The ECB’s latest projections from December indicated that inflation will still be above the ECB’s 2% target at the end of their forecast period, implying that further rate hikes were clearly required. Today, the ECB reiterated its December principles for balance sheet normalization (known as Quantitative Tightening, or QT). From March 2023, the asset purchase programme (APP) portfolio will decline by an average of €15bn per month until the end of June. Decisions about further declines will be determined thereafter. There were no announced changes to the bank’s other lending programs.

The ECB did also emphasize its intention to tilt corporate bond purchases more strongly towards issuers with a better climate performance, and that it is supportive of “the gradual decarbonization of the Eurosystem’s corporate bond holdings, in line with the goals of the (2015) Paris Agreement.”

Data departure

In a rare departure from inter-meeting data dependency, it appears as though the ECB has seen sufficient inflationary concerns to pre-announce its policy intentions for the March meeting. While euro area annual headline inflation has recently begun to abate from its October high, core inflation continues its ascent and remains at record highs (now 5.2%). The prior year’s surge in energy costs is still spreading throughout the economy, and other underlying inflation measures are also still high. Given core inflation’s persistence and pervasiveness, the euro area still needs additional tightening to bring inflation back towards the 2% target.

Eurozone inflation
Monetary Union Index of Consumer Prices, 2004–present

Line graph of the monetary index of consumer prices, from 2004 - Feb, 2023.

Eurostat, Bloomberg, Principal Asset Management. Data as of February 2, 2023.

Staying the course

The statement said the ECB Council “will stay the course in raising interest rates significantly at a steady pace and in keeping them at levels that are sufficiently restrictive...” While a March step-down has been ruled out for now, the market is currently pricing in a peak (deposit facility) terminal rate of over 3.25%. This incorporates the stated March 50 bps hike, plus another 25 bps in May, with the possibility that May could bring another 50 bps. By removing the possibility of a March step-down in the rate of hikes, the ECB has laid out its firmly hawkish stance and its commitment to “staying the course.”

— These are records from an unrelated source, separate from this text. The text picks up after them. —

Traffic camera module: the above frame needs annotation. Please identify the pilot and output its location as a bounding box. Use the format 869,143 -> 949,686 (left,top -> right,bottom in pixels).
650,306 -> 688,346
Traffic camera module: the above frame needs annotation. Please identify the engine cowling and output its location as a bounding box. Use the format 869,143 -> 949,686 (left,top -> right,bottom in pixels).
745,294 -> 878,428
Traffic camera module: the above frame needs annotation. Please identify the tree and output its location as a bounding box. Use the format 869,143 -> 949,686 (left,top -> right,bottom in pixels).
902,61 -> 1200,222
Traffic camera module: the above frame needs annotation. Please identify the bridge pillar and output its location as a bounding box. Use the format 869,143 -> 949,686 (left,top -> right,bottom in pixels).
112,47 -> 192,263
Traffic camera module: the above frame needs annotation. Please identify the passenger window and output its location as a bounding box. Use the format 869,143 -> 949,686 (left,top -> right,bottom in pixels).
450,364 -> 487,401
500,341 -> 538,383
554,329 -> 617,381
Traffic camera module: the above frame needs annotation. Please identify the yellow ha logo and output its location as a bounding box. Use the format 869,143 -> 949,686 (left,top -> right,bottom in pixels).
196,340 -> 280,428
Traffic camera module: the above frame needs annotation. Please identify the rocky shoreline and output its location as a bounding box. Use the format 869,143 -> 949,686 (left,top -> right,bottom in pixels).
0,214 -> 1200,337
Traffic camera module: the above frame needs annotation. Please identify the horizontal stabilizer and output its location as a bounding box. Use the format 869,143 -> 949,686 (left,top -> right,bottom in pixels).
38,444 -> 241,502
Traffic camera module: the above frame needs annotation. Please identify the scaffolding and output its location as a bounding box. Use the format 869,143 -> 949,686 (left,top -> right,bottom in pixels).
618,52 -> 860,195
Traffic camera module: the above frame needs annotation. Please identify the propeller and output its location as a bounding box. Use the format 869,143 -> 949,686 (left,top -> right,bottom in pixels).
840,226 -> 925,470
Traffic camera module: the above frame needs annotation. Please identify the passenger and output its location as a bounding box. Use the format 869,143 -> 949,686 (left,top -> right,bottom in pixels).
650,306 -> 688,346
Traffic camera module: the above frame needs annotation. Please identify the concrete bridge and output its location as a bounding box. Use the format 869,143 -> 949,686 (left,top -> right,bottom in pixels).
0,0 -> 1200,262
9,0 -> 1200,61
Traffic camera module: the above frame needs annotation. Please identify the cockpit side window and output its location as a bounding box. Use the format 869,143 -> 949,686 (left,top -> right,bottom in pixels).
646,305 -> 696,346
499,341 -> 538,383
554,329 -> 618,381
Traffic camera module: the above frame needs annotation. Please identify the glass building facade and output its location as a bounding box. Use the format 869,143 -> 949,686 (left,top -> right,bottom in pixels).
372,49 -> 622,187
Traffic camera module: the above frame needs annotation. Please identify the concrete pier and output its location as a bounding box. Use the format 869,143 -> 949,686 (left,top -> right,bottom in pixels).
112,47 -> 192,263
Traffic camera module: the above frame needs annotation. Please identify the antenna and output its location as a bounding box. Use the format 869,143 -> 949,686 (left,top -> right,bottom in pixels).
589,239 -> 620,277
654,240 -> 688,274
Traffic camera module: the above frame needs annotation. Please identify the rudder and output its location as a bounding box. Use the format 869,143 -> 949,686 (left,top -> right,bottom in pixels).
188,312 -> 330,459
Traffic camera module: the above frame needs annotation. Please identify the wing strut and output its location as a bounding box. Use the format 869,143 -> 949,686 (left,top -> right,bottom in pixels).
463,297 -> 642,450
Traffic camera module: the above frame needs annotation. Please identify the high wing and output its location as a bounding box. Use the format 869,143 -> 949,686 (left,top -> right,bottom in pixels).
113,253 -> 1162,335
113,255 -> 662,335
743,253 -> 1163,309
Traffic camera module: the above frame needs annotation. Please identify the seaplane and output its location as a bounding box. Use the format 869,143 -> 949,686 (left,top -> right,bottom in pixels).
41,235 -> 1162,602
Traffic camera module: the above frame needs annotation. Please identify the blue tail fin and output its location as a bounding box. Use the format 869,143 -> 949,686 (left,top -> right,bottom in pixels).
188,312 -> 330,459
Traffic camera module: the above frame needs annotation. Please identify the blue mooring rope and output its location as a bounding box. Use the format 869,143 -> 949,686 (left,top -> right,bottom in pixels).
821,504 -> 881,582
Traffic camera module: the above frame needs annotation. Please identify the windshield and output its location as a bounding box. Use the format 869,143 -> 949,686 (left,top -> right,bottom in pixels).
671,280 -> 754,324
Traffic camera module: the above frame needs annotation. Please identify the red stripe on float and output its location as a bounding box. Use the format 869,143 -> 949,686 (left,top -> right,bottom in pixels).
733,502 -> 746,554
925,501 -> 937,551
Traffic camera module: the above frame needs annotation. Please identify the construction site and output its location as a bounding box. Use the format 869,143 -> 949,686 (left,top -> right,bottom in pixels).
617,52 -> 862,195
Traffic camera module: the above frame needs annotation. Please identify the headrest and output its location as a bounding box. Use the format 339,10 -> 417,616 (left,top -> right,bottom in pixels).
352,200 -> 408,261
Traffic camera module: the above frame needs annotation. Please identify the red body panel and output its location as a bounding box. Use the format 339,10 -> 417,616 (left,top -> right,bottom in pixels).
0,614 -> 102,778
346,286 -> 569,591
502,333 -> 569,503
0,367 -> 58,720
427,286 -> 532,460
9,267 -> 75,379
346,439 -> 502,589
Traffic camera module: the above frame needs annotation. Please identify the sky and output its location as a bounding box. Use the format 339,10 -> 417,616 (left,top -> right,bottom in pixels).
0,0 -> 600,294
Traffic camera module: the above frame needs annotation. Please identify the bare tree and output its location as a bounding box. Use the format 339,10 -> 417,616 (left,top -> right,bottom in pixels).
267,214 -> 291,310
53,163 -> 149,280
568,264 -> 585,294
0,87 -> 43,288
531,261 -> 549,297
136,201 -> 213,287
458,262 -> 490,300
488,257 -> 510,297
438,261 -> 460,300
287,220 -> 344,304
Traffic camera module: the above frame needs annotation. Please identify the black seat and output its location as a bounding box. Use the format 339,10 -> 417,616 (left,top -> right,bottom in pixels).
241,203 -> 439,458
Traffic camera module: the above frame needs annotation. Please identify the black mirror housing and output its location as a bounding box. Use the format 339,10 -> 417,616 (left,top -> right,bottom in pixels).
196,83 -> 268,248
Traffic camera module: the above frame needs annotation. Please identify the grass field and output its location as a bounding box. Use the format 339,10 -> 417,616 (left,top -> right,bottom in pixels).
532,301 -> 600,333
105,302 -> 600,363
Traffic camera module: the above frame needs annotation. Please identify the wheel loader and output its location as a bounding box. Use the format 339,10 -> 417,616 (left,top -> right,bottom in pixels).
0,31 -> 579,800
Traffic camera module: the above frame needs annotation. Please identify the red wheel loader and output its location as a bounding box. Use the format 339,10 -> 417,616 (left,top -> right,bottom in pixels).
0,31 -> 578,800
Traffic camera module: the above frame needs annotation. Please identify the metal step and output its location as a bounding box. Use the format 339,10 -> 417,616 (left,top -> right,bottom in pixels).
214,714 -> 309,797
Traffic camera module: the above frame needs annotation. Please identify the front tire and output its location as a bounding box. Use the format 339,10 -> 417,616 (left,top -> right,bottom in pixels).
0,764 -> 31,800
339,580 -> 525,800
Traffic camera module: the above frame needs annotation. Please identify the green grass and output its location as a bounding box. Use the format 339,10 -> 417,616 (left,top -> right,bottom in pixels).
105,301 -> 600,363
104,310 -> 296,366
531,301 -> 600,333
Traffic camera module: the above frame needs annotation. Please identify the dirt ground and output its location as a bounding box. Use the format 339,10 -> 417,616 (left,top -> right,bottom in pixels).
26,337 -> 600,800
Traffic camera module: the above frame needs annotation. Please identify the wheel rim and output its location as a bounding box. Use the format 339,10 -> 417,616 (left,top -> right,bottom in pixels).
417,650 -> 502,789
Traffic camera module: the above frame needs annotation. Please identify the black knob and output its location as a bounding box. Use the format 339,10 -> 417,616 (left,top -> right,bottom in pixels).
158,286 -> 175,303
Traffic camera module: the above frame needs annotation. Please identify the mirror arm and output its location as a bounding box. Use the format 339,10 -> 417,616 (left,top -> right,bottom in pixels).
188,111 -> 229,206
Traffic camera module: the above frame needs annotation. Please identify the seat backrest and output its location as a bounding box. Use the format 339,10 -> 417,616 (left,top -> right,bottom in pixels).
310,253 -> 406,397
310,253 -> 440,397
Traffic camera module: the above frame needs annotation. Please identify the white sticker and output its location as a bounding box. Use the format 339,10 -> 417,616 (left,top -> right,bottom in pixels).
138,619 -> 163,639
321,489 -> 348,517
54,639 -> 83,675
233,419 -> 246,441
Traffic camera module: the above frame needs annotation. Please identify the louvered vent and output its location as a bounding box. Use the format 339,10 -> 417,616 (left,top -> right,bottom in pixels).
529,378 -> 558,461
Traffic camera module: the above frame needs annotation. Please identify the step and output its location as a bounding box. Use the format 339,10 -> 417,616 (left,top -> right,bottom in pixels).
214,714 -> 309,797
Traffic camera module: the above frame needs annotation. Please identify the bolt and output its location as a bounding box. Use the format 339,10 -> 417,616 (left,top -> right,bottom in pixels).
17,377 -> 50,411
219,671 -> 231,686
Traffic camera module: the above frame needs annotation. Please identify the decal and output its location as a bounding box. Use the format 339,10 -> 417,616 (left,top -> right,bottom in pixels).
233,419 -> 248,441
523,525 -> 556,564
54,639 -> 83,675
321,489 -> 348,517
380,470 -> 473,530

In contrast to the ECB, the United States Federal Reserve has continued slowing the pace of its rate hikes, raising policy rates just 25 bps at its latest meeting. This has been a tailwind to the euro, which is up 14.5% since a late September low. This appreciation is contributing to tightening financial conditions in Europe, as well as dampening import inflation effects—both welcome developments for the ECB to achieve its inflation goals

As future rate hikes have already been affirmed, the ECB has removed any doubt of its commitment to the price stability mandate. Economic uncertainty remains abound for the region, and policymakers must surmount a complex balancing act between weak growth, persistent inflation and external international shocks. While the 4Q22 risk of recession appears to have been avoided, downside growth risks remain. If the current economic slowdown does later result in recession, this could impede the ECB in arresting its hiking cycle before it has effectively seen inflation return to target.